I would like to ask about the above gif (Figure 8: Real-time deep learning object detection for front and rear views of vehicles.)
This is exactly what i’m looking for, is this done on this same code by ignoring other classes or this is completely different code for real time car tracking, mind sharing ?
Adrian Rosebrock
That code (and pre-trained model) is contained with Deep Learning for Computer Vision with Python. I would suggest you start there if you’re interested in the project.
Arvind Chandel
Hi Adrian, I have a query related to Tensorflow object detection API below:
Suppose i train tensorflow faster Rcnn_inception on any custom data having 10 classes like ball, bottle, Coca etc.. and its performing quite well. Now later i got some new data of 10 more classes like Paperboat, Thums up etc and want my model to trained on these too. Is there any method so that i can retrain my generated model for these 10 new classes too to upgrade itself for 20 classes, rather starting training from scratch.
Adrian Rosebrock
Hey Arvind — if you need help using the TensorFlow Object Detection API, including how to train from scratch and fine-tune, I recommend you read Deep Learning for Computer Vision with Python.
Saurabh
Hi Adrian,
Thanks for sharing the interesting blog!
I have trained object detection using ssd (mobilenet-v1) on custom dataset. The dataset consist of uno playing card images (skip, reverse, and draw four). On all these cards, model performs pretty well as I have trained model only on these 3 card (around 278 images with 829 bounding boxes collected using mobile phone).
However, I haven’t trained model on any other card but still it detects other cards (inference using webcam).
How can I fix this?
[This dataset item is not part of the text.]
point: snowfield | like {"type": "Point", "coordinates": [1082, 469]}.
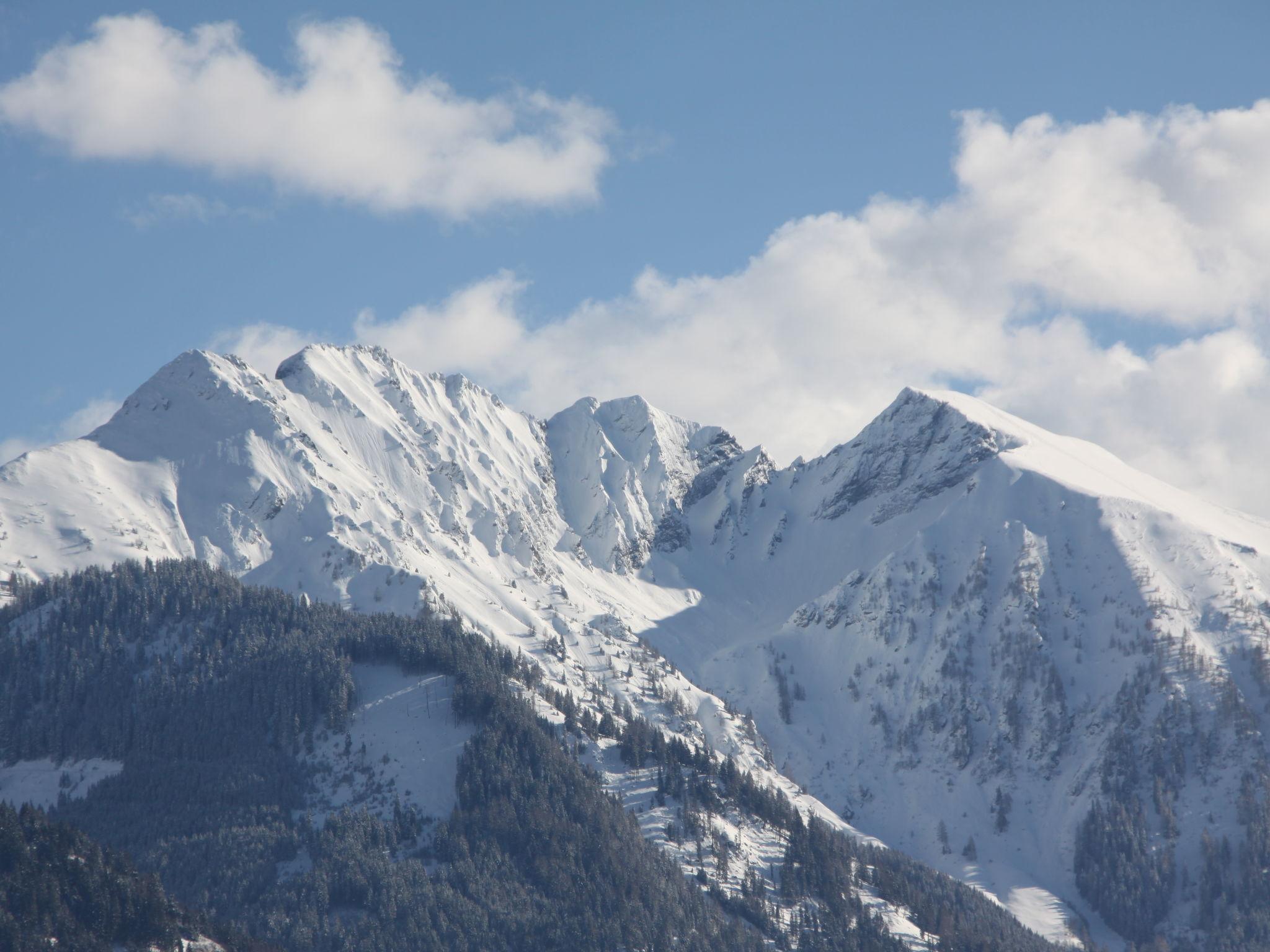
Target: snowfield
{"type": "Point", "coordinates": [42, 782]}
{"type": "Point", "coordinates": [945, 607]}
Should I also collect other class images (anything other than skip, reverse and draw four cards) and ignore this class in operation? So that model sees this class images during training and doesn’t put any label during inference.
Please share your views and feel free to correct me!
Thanking you!
Adrian Rosebrock
I would suggest you read Deep Learning for Computer Vision with Python which covers my tips, suggestions, and best practices on training your own custom object detectors.
Salma
I want to run object detection algorithm to detect only Human
on video frames and then re-assemble them into another video by cropped the human detected section only in which Human do some activity , can you please suggest me…
Dhruv
Hi, First of all, thanks for these beautiful blogs.
I have one doubt on this please help me clear that when I’m trying to run this same code for a video file why the video is playing so fast?
Adrian Rosebrock
Because OpenCV is processing the frames as fast as it possibly can. It has no concept of a frame rate — it just wants to process frames as quickly as possible.